City Courts and Town and Village:
These courts serve as trial courts for misdemeanors. The courts also handle felony arraignments. The courts are divided into Districts by City/County.
The Town and Village Court judges do not have to be lawyers.
The Supreme Court:
The New York State Supreme Court is a statewide court that handles felony prosecutions.
Types of Criminal Offenses
A violation is not considered a criminal matter. Violations are punishable by up to 15 days in jail and/or a fine. Usually if you are charged with a violation, the police officer will not take you into custody. Instead, the officer will give you a Desk Appearance Ticket (“DAT”) with a return date, time and courthouse written on the ticket.
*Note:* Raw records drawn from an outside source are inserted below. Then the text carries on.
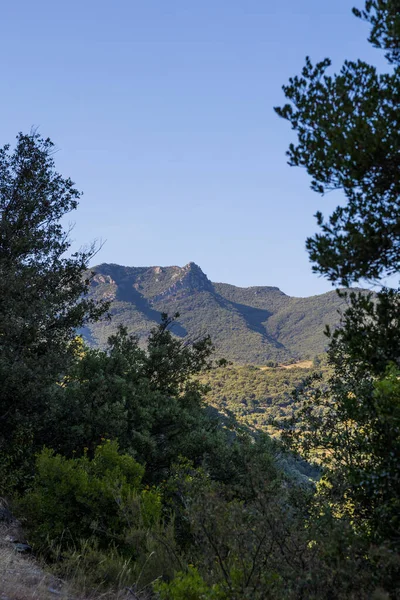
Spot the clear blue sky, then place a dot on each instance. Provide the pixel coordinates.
(162, 111)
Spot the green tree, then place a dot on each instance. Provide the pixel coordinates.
(148, 398)
(348, 138)
(42, 291)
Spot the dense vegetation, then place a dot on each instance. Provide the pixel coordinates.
(120, 471)
(259, 397)
(247, 325)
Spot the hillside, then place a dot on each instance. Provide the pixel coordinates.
(247, 325)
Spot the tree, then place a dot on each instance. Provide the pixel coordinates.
(348, 138)
(42, 291)
(149, 399)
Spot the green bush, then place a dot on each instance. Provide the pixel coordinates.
(77, 499)
(189, 586)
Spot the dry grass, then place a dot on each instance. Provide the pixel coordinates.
(22, 577)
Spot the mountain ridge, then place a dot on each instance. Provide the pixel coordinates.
(252, 325)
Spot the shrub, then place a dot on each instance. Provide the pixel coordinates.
(102, 498)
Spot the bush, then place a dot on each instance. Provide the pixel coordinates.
(189, 586)
(75, 499)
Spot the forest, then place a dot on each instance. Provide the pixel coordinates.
(150, 472)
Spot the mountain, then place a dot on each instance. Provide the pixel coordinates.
(247, 325)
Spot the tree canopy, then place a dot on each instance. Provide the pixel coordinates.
(348, 138)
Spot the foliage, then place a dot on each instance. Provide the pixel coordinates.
(189, 586)
(42, 293)
(147, 398)
(79, 498)
(348, 139)
(255, 396)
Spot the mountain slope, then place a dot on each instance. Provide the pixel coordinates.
(247, 325)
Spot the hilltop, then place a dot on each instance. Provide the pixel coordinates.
(251, 325)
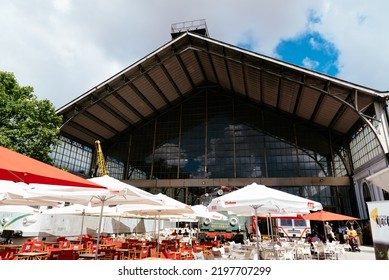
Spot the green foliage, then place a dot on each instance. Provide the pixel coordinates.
(27, 125)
Misdemeanors are crimes punishable by a maximum of one year in jail and/or a fine. The classes of misdemeanor offenses are A and B misdemeanors. There are also unclassified misdemeanors. If you are charged with a misdemeanor, the Police Officer must file a misdemeanor complaint in the Criminal Court in the borough where the criminal conduct allegedly happened.
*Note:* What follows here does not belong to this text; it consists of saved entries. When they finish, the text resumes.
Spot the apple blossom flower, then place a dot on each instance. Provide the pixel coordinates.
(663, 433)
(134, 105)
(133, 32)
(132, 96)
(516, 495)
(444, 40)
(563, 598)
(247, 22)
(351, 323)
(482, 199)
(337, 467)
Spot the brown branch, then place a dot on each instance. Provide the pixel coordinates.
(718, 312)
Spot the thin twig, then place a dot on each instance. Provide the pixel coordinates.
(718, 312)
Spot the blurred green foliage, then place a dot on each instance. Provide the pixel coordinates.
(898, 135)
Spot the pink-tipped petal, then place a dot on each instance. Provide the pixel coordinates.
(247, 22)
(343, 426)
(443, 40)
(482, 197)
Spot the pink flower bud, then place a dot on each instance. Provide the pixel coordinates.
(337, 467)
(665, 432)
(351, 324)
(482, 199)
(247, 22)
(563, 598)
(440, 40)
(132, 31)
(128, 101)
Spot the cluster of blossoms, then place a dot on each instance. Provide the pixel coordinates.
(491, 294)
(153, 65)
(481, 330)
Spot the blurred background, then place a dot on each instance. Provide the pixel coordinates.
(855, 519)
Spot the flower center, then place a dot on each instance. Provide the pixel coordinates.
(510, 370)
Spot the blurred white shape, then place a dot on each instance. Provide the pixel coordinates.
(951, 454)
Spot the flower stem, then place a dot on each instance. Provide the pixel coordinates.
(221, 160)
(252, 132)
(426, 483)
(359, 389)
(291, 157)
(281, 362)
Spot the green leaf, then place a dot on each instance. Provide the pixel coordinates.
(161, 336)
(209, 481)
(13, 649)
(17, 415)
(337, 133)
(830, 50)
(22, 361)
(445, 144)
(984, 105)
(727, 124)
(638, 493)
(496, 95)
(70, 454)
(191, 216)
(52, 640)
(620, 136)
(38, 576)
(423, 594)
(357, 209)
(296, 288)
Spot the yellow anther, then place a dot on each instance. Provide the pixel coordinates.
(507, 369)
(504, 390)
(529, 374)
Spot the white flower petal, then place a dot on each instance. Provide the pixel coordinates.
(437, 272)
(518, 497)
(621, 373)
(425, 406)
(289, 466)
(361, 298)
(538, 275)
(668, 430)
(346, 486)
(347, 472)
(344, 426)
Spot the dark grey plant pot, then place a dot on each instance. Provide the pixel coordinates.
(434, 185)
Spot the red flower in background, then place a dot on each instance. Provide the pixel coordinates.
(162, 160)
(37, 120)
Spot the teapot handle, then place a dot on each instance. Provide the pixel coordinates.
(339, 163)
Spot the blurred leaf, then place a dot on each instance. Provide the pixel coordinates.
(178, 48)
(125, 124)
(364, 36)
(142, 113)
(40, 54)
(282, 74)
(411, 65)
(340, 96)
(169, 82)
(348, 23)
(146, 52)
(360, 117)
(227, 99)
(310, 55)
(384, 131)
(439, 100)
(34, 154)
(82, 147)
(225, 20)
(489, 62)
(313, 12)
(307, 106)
Felonies are crimes punishable by a state prison sentence in excess of one year and a fine. For the crime of murder in the first degree, a death sentence can be imposed. Felonies are classified as A1, A2, B, C, D, or E felonies.
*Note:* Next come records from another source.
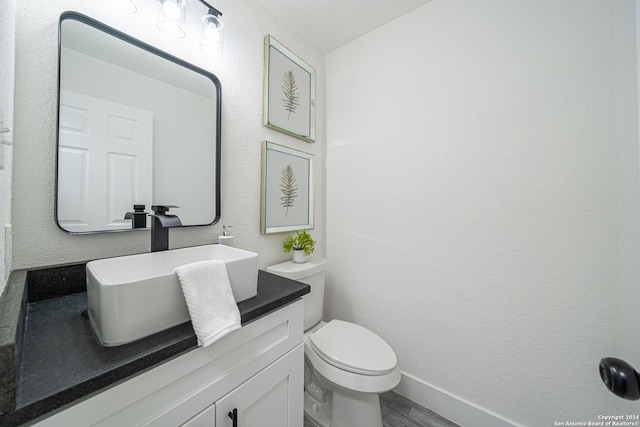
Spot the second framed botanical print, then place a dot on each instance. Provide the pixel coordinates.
(287, 189)
(289, 92)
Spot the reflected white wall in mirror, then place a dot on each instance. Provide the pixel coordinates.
(152, 97)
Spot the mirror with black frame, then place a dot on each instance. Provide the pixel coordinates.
(136, 126)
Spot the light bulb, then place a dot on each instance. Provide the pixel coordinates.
(211, 34)
(171, 10)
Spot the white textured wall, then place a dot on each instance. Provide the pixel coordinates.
(7, 76)
(472, 210)
(37, 239)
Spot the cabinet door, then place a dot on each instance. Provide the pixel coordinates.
(206, 418)
(271, 398)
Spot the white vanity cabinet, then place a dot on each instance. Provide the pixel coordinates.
(258, 371)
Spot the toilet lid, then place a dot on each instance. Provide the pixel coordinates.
(353, 348)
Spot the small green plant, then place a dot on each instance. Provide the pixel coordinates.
(301, 241)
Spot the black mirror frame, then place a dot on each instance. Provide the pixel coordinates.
(71, 15)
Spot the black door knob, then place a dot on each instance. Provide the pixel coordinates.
(620, 378)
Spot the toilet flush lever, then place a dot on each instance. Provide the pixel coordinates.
(234, 416)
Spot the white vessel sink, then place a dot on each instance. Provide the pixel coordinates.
(134, 296)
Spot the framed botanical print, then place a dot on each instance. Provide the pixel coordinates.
(289, 92)
(287, 189)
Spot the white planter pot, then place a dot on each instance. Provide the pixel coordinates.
(299, 257)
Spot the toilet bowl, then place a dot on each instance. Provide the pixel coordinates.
(346, 365)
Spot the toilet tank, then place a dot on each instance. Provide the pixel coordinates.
(311, 273)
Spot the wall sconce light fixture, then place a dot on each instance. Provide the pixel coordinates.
(172, 16)
(212, 35)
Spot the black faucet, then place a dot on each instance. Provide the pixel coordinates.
(160, 225)
(138, 217)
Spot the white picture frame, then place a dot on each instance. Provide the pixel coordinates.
(289, 92)
(287, 189)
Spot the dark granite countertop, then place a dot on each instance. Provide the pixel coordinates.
(62, 360)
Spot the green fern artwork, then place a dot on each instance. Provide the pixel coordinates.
(289, 188)
(290, 92)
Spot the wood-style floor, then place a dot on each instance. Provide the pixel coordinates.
(398, 411)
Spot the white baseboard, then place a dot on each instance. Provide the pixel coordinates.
(458, 410)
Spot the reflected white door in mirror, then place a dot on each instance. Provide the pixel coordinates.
(104, 148)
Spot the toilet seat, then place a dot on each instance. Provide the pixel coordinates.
(353, 348)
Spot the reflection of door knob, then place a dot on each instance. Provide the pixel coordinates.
(620, 378)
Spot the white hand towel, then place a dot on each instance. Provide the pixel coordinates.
(210, 301)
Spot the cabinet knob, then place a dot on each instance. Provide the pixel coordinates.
(234, 416)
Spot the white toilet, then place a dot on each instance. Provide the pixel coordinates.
(346, 366)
If you are charged with a felony, the Police Officer must file a felony complaint in the Criminal Court in the borough where the criminal conduct allegedly happened. The initial misdemeanor or felony complaint can contain “hearsay allegations.” The phrase “hearsay allegations” means that the person who signs the complaint, who is often the arresting officer, does not have first-hand knowledge of the incident. The complaint must also allege facts of an evidentiary nature that support or tend to support the charges—in other words, facts that strongly suggest that the charges are valid. Before you can go to trial, the Prosecution will have to convert the complaint into an “information.” The factual part of an information does not contain any hearsay allegations. A complaint can be converted into an information by use of a supporting deposition or corroborating affidavit. These are documents that are signed by either the alleged victim or someone else with first-hand knowledge of the incident—for instance, a witness. Thus they eliminate the element of hearsay from the complaint. Every element of the offense charged in an information must be must be supported by non-hearsay allegations. These allegations may be stated in the information itself or attached in supporting depositions. One of your rights is that the prosecution must present a sufficient information at time of trial in order for the case to go forward.